The Charlotte-Mecklenburg school system, a growing, ethnically diverse district in south-central North Carolina, has won the prestigious Broad Prize for this year.
The award was announced here Tuesday by U.S. Secretary of Education Arne Duncan. “Charlotte-Mecklenburg is a model for innovation in urban education,” he said in remarks prepared before the announcement.
The Broad Prize, sponsored by the Los Angeles-based Eli and Edythe Broad Foundation, comes with a $550,000 award that will be distributed as college scholarships for the district’s high school seniors. The three other districts that were finalists—the Broward County and Miami-Dade systems in Florida and the Ysleta Independent School District in El Paso, Texas—will each receive $150,000 in scholarships for their students.
The 133,600-student Charlotte-Mecklenburg district, which was recognized by the foundation for its work in reducing achievement gaps, is about 33 percent white, 41 percent black, 16 percent Hispanic, and 10 percent Asian, American Indian, or multiracial. About 53 percent of its students are eligible for free or reduced-price lunch, a commonly used measure of student poverty, and 10 percent are designated as English-language learners.
Like the other districts that were finalists this year, Charlotte-Mecklenburg had been singled out by the award program before. The district was a finalist in 2004 and 2010.
Hugh Hattabaugh, the district’s interim superintendent, said in an interview before the announcement was made that the Charlotte-Mecklenburg district had made strides on more than two dozen education indicators, including improved graduation rates, SAT scores, and scores on end-of-course exams.
The nomination “really says wonders about our teachers and their commitment to excellence,” said Mr. Hattabaugh, who has served as interim superintendent since July.
Peter Gorman was the superintendent from 2006 to June of this year. He left the district to become a senior vice president with New York City-based News Corp., which is expanding into the education technology marketplace. Mr. Gorman is also a 2004 graduate of the Broad Superintendents Academy, which trains business executives, retired military officers, education administrators, and others to work in the nation’s largest school districts.
The Broad Prize is the largest education award honoring school districts. Its purpose is to reward districts that improve achievement for disadvantaged students, to highlight successful urban districts and promote best practices, and to create an incentive for districts to improve. Last year, the Gwinnett County, Ga., district outside Atlanta won the award.

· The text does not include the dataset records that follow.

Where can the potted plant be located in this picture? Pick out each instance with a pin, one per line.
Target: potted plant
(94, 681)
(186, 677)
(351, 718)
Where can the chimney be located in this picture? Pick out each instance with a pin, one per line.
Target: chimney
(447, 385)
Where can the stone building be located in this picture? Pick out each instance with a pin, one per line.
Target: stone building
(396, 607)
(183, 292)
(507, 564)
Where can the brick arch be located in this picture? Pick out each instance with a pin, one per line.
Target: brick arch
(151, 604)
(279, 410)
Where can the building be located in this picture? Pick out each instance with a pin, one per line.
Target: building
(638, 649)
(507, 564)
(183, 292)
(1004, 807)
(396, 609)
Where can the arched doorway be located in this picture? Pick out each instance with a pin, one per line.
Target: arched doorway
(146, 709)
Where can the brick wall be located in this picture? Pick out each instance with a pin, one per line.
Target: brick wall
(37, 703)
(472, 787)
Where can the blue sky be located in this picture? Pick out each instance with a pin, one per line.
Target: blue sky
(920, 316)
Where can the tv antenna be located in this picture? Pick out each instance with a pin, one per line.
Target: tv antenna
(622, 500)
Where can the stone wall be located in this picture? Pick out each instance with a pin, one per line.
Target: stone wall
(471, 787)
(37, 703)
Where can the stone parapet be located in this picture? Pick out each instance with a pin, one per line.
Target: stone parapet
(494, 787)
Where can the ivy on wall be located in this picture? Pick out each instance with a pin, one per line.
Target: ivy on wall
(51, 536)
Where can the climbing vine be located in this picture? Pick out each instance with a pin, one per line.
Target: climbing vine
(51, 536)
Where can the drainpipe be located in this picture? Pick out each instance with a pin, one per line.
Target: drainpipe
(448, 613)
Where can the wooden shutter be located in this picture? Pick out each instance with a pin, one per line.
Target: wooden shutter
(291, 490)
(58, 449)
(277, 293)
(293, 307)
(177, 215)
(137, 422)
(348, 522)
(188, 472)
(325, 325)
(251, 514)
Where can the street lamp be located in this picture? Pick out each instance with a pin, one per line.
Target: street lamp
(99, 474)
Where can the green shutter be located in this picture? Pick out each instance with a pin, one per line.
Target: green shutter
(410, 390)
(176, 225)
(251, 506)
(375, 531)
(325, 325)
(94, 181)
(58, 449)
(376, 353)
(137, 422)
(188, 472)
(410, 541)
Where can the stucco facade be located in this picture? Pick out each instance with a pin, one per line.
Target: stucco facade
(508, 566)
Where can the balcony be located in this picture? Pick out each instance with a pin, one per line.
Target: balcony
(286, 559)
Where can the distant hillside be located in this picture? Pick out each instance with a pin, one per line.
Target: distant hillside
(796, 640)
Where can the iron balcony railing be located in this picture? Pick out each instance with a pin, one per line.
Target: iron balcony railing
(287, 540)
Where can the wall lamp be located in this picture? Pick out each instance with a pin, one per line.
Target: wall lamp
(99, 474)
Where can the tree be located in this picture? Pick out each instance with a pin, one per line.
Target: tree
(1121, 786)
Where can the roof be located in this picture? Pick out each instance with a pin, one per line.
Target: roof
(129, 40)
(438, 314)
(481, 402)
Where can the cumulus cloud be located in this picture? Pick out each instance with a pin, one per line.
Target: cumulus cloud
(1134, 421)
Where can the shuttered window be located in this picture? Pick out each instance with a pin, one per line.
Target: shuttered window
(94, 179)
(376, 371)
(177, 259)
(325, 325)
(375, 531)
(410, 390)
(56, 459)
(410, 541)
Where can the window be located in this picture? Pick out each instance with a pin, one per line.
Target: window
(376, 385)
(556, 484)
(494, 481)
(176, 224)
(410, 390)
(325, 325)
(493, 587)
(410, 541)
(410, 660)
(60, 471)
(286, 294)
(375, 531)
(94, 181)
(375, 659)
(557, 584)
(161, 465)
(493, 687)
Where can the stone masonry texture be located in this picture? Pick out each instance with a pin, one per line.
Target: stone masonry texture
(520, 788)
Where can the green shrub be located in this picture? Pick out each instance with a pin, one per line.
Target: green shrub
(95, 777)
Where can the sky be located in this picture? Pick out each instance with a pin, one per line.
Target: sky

Seventy-five urban school districts are identified each year as eligible candidates for the award, based on size, low-income enrollment, minority enrollment, and urban environment. School districts are nominated for the prize but cannot apply themselves.
A 21-person review board then narrowed the list of candidates to four, basing the selections mostly on quantitative data. A second panel of seven business, government, and education leaders chose the winner of the prize.
Charlotte-Mecklenburg is the 10th recipient of the Broad Prize. When the program started in 2002, the total prize was $1 million, but the money was increased to $2 million in 2007. This year, the award was scaled back to its original level of $1 million so that the program can be sustained over future years, the Broad Foundation said.
Among other achievements of the Charlotte-Mecklenburg district, the panelists noted that in 2010, 62 percent of the district’s black students took the SAT—the highest participation rate for black seniors among the 75 districts eligible for the prize.
Also, the district was more successful than 70 percent of other districts in North Carolina at increasing the percentage of middle and high school students who performed at the highest level on state tests in reading and math, according to the Broad Foundation. The foundation also praised the district’s management structure, noting that teachers receive performance bonuses for student improvement and that principals have “unusual leeway to make their mark” on schools.